I am scared of the numerous aspects of the climate change. But honestly the one that drives it home for me are the Asian hornets. Can somebody please tell me why these are now in Europe? I’m already uneasy about the local venomous insects, I don’t need another one in the mix. But the truth is they’re here and they are surviving winters because winters are no longer cold. In short, we’re f*cked.

Despite the simple fact that the climate change is caused by human activity (if you don’t believe this statement, you may exit this blog post now), our destructive activity does not stop just because we’re aware of it. So to limit at least some of the damage that my mere existence causes I opt for consumerism with limited impact – public instead of private transport, bio- degradable packaging, ethical clothing and accessories brands, tap water instead of bottled, dietary choices, moderation. And while certain choices, including a choice to forgo some things altogether, are a money saver, the ‘ethical’ label on a variety of everyday goods comes with a premium price tag leaving me in a balancing act.
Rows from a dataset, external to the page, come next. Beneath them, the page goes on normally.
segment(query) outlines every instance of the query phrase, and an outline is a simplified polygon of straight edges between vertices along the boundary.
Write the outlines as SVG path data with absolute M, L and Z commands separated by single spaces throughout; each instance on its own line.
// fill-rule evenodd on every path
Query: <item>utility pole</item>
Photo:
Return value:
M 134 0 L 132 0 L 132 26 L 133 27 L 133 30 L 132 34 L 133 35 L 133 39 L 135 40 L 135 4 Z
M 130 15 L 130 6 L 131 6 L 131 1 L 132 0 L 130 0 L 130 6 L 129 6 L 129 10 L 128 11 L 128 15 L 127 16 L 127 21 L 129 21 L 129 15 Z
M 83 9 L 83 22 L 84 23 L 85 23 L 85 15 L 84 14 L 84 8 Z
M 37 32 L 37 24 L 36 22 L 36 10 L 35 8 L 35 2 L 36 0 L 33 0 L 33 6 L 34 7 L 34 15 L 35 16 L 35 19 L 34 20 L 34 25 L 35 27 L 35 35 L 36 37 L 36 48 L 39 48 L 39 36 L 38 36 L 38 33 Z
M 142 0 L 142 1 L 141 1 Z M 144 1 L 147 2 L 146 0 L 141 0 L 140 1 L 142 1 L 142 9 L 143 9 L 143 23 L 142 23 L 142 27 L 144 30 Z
Seeing myself as unattractive

I’m not particularly vain (I hope), but the truth is, I like to like myself. And this means that I want to like how I look, how I speak and what I know.

This comes at a price – when I hated the way I looked in glasses, I had a laser eye surgery. When I realised my smile is even worse than it used to be, I got invisalign. When I am unhappy with my body, I pay a nutritionist and a coach to help me get back to my happy shape. When my skin is dull, I get a facial. If I speak to people, I like to have things to talk about – this includes reading books, attending ticketed events and shows and generally keeping up with the culture. And all these expenses are necessary to keep me who I am, not counting the more trivial things like clothing and make-up. How much does this all cost? It’s hard for me to calculate a year-on-year, but in the last 5 years I spent well in excess of £25k on just feeling like myself. For some it’s nothing, but for others it’s a ridiculous chunk of money. I’ll leave the judgement to you.

That’s my list of the big fears concluded. 

On the positive, there is also a bunch of things which don’t make me think that the world is about to cave in on me and they include, controversially, dying, taking serious risks, telling the truth bluntly (this will win me no friends in the English culture) and saying no to people.